No es muy aventurado decir que las sondas Voyager son el ingenio tecnológico más apasionante de nuestra historia. Hay varios motivos para afirmarlo, ya que actualmente es el objeto construido por el ser humano que más lejos ha llegado (ahora mismo en los límites de nuestro Sistema Solar).
Construidas con tecnología de los años 70, alimentadas por energía nuclear y pensadas en principio para unas cuantas misiones de observación en algunos planetas de nuestro vecindario cósmico, siguen sorprendiendo por su durabilidad y datos recabados, pese a que sus “pilas” están a punto de agotarse. Pero si algo llama la atención de las sondas Voyager, es que llevan adosado un disco de oro que cuenta todo sobre nosotros como especie y civilización.
El disco de oro de las Voyager
Usar la tecnología como una especie de mensaje en una botella es algo que no vimos venir. La realidad es que nos sentimos tan solos flotando en esta canica azul llamada Tierra, que nuestro ansia por explorar e intentar gritar “¡¡Estamos aquí!!”, no tiene límites. Y eso es precisamente lo que se hizo con el disco de oro de las Voyager.
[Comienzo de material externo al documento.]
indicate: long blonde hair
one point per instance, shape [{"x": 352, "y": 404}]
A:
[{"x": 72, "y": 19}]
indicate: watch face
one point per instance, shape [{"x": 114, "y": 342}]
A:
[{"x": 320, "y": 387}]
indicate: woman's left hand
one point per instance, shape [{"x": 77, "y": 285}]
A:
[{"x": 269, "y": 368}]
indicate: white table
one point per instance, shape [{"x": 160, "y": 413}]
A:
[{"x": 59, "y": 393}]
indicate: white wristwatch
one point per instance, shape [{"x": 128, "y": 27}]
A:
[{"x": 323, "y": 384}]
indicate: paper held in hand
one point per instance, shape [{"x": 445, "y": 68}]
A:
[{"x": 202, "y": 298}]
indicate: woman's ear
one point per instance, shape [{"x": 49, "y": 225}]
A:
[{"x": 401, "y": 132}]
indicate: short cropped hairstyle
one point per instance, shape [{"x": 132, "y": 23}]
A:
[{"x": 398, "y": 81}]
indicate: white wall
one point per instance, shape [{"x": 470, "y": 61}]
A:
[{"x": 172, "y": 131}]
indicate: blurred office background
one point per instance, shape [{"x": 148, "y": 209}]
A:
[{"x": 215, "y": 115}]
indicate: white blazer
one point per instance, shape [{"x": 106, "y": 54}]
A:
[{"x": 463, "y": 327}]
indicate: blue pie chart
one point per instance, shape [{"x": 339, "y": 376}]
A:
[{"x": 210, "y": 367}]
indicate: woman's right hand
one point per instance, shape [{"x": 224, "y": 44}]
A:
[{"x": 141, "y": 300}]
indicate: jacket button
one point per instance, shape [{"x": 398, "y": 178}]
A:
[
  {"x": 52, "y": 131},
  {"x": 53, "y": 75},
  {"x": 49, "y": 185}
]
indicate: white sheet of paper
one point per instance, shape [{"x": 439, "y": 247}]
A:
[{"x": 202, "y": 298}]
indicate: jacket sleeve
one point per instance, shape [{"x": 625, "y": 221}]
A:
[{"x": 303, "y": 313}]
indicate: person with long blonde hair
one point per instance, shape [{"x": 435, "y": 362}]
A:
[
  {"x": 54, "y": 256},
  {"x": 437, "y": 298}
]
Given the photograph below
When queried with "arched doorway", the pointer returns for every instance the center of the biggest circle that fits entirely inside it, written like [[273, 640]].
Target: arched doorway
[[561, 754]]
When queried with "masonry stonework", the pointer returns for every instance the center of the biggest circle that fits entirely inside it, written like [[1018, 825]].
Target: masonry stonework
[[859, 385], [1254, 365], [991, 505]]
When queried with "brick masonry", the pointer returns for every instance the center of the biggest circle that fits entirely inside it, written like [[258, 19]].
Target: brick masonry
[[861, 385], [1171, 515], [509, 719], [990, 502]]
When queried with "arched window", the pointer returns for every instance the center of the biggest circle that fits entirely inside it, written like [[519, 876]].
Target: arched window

Además de toda la tecnología que montaban para el éxito de sus misiones de observación, las sondas Voyager salieron fuera de nuestro planeta con dos discos de oro adosados a su estructura. La NASA lo diseñó como una especie de cápsula del tiempo interestelar, con un disco fonográfico que resume vida, cultura y ciencia de nuestro planeta. La selección de todo ese contenido fue liderada por un comité presidido por Carl Sagan, con la idea de representar a la Tierra lo mejor posible en muy poco espacio.
La idea, más poética que real, es que si una civilización inteligente intercepta alguna vez alguna de las dos sondas, cuenta con información de sobra sobre quién y cuándo lo envió El disco, con forma de vinilo musical, está hecho de cobre chapado en oro y mide 12 pulgadas, unos 30 centímetros de diámetro. Va protegido dentro de una funda de aluminio e incluye también una cápsula y una aguja para poder reproducirlo.

En la cubierta se añadió una muestra ultrapura de uranio-238, porque su vida media sirve como referencia para fechar cuánto tiempo lleva viajando por el espacio. Hay que destacar que no es “de oro macizo”, sino una pieza de ingeniería pensada para durar muchísimo y aguantar el viaje.
¿Qué lleva el disco de oro de las Voyager?
El disco incluye 115 imágenes codificadas en formato analógico, además de sonidos naturales de la Tierra como surf, viento, truenos, pájaros, ballenas y otros animales. También incluye saludos hablados en 55 idiomas, mensajes escritos del presidente Jimmy Carter y del secretario general de la ONU Kurt Waldheim, y una selección musical de unos 90 minutos con piezas de distintas culturas y épocas.
Es interesante saber cómo funciona. Porque cuando pensamos en un disco, lo hacemos como un vinilo y sabemos que eso reproduce música. Hay que entender que en este caso, las 115 imágenes no están como fotos impresas. Están codificadas como señales de audio (ondas sonoras). Cada imagen se convierte en una señal de video analógica (parecida a cómo funcionaba la televisión antigua) y esa señal se graba en el disco como variaciones en el surco, igual que la música o los saludos.

Cada imagen dura varios segundos de audio. Si se reproduce esa parte del disco y se escucha, se oirá un ruido raro, pero si se toma esa señal y se decodifica correctamente, se convierte de nuevo en una imagen. La idea que tenemos es que una civilización mínimamente avanzada no tenga problemas para descifrar el mensaje. No obstante, la cubierta lleva grabados con símbolos las instrucciones para reproducir el disco, señalar de dónde salió la nave y ayudar a localizar la Tierra en el cosmos.
Escuchar el disco de oro de las Voyager
Los discos de oro de la Voyager son muy famosos, pero casi nadie ha podido escucharlos. Lógicamente, los originales son imposibles de recuperar, y si les tuviéramos que poner precio, posiblemente serían los discos más caros de la historia. Hoy en día podemos escuchar su contenido, ya que hay creadas varias playlists con el disco de oro de la Voyager que puedes oír en Spotify.
Lo curioso es que la tecnología de la época ha quedado congelada para siempre. Si hubiésemos hecho lo mismo en los 90, posiblemente hubiese sido un CD el que habría quedado pegado a la sonda. Quizás un pendrive en los 2000 y un link a una nube con los archivos, a día de hoy.